If we now create a single file with all the JSONs, one each line (i.e. a jsonl file):
cat categorization_*.json > categories_all.jsonl
We expect that using this as json2csv-s input, it will create the desired csv file. Well, almost… At the time of writing, json2csv is missing a feature: when converting JSON arrays, it is not able to properly handle their variable lengths when converting multiple csv lines. In our case, for instance, amazon belongs to 9 categories, whereas WhoisXML API to only 7 of them. When converting a file with json2csv, it will use the first line of the jsonl input to determine the field structure, so if eventually, whoisapi's line precedes amazon's on the input, the two last list elements will disappear.
In fact, flattening variable length arrays to csv without losing information is not a trivial matter. What one would like to see is a number of csv fields that correspond to the maximum length of the given array in the data set, left blank for records that do not fill it. But how do we know the maximum length? It is not possible to determine it in advance, before reading all records. So we could either store the whole data set in the memory or read all the records sequentially twice: first to find out the maximum length of array(s), second to perform the conversion. (Here, we have a single array, but in some of the APIs, like the Website Contacts API there can be multiple independent arrays.)

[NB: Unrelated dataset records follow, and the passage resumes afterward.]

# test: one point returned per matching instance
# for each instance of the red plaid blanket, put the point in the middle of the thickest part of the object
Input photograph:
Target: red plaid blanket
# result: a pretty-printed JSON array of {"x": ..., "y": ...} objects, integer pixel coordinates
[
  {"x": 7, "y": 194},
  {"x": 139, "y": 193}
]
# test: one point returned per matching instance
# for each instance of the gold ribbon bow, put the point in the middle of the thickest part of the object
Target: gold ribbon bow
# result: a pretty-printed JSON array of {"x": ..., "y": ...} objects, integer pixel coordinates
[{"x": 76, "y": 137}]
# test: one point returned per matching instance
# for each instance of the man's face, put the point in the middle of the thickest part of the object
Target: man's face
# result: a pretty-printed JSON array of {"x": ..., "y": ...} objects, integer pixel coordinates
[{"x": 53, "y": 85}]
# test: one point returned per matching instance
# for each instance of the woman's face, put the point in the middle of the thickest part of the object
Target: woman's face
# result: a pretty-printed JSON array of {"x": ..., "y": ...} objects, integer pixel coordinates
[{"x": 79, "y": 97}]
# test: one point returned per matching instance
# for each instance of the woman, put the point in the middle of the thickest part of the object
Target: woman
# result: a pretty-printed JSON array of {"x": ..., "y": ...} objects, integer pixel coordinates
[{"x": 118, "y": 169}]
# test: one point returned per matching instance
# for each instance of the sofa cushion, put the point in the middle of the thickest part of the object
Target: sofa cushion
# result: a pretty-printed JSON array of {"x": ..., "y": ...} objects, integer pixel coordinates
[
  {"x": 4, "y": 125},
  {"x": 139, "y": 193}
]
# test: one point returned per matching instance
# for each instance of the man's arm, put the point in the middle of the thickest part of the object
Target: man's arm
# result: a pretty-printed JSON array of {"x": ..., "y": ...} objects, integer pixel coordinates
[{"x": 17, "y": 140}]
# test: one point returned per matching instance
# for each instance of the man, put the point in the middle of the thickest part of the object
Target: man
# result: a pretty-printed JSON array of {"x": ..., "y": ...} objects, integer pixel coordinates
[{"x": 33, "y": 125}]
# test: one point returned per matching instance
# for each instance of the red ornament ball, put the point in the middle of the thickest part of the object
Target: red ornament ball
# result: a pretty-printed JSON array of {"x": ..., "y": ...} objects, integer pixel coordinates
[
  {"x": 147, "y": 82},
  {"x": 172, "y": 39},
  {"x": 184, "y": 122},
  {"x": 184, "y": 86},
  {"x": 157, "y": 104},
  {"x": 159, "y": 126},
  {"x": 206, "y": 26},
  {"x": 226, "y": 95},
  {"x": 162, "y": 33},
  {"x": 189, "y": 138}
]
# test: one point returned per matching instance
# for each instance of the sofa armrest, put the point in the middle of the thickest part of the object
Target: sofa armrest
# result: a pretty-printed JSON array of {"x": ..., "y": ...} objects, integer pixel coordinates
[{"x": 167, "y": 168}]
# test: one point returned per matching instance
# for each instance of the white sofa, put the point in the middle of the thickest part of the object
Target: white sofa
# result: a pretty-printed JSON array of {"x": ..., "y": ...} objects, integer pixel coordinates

Here we adopt a simpler approach: we do a rough estimate of maximum 10 array elements. Of course we will lose those beyond it, but if amazon has 9, this should be sufficient. Unfortunately, when using json2csv the fields for flattened arrays can only be controlled by the explicit listing of fields. So we write a small script that produces the respective list:
#!/bin/bash NMAX=9 printf '%s' "domainName,websiteResponded" for i in $(seq 0 $NMAX);do printf \ ',categories.%d.tier1.confidence,categories.%d.tier1.id,categories.%d.tier1.name,categories.%d.tier2.confidence,categories.%d.tier2.id,categories.%d.tier2.name' \ $i $i $i $i $i $i done
Note that to have 10 fields we have set NMXAX=9 as the fields are numbered from 0. Also, we have put the domain name and the boolean value of whether the website has responded in the first place. By default, it would appear at the end of the row as in the JSON entry; a benefit of having to list the fields is that we can also modify their order.
Now finally, we can do our conversion:
json2csv --flatten-objects --flatten-arrays \ -f $(./echo_categorization_header.sh) \ -i categorization_all.jsonl \ -o categorization_all.csv
This results in the file categorization_all.csv: a neat csv file with a proper header, which is ready for further analysis, e.g. using office software such as Excel or LibreOffice:
4. Summary
We have presented, through an example, a way of producing a csv file from individual API calls with a parameter coming from a file, and resulting in JSON output of the same structure. There are many ways of doing it, e.g., via pandas using Python, or ODBC-based approaches in excel. Here we have shown a very simple approach and use open source tools in a bash command line. In this demonstration, we were using WhoisXML API's Website Categorization API, but it can be considered as a general recipe in many similar situations.